FAプロダクツ(東京都港区、貴田義和社長、03・6453・6761)は、通信機能がない古い加工機械でもIoT(モノのインターネット)に組み込めるセンサーツールを開発、14日に発売する。制御盤と機械の間のケーブルの外側からクランプ(緊結金具)で挟んで接続する。電気工事なしに機械の稼働状況を管理できる。同ツールや接点変換機器などのセット価格は55万円(消費税抜き)。センサー単体でも販売する。

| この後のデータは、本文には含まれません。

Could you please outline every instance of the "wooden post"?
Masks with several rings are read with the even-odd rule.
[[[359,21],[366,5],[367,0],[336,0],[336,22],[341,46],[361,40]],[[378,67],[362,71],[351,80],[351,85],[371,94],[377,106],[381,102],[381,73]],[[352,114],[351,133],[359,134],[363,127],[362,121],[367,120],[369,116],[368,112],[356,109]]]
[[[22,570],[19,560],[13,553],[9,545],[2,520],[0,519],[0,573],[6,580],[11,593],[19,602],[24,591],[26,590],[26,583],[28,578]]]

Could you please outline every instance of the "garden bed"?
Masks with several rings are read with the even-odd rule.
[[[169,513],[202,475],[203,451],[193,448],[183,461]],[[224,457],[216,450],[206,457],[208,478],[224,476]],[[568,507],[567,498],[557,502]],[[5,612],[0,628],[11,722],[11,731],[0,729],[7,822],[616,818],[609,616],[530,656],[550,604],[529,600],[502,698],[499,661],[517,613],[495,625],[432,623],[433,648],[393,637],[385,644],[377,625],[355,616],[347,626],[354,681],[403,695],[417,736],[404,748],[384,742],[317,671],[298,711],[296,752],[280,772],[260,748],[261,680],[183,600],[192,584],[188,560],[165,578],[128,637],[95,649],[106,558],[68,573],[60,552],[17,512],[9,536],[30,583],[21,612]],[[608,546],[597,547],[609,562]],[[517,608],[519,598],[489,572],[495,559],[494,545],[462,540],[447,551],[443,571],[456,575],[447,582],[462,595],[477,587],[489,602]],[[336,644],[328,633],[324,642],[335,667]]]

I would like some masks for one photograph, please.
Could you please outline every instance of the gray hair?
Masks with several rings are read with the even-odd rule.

センサーツール「ICSシリーズ」は、ケーブルとクランプで構成。プレス機や切削研削、射出成形機など機械の稼働信号を取得できる。

インフラ稼働管理で使う技術を応用し、微弱な直流電流を取り出す技術や、他の電流の影響を取り除く技術に工夫がある。

一般に使われる稼働中ランプなどの信号を分岐させるといった方法は、設備を止めて専門知識のある技術者が工事する必要がある。機械が保証対象外になるケースもあり、リスクになっている。

FAプロダクツが提供する稼働監視パッケージなどを活用すれば、50万円から導入可能。低価格でIoTを利用できるという。

FAプロダクツによると、国内製造業の設備は10年以上前に導入したものが約6割を占める。古い機械はプログラマブルロジックコントローラー(PLC)など外部通信機能を持たないものが多いため、IoT導入への課題になっている。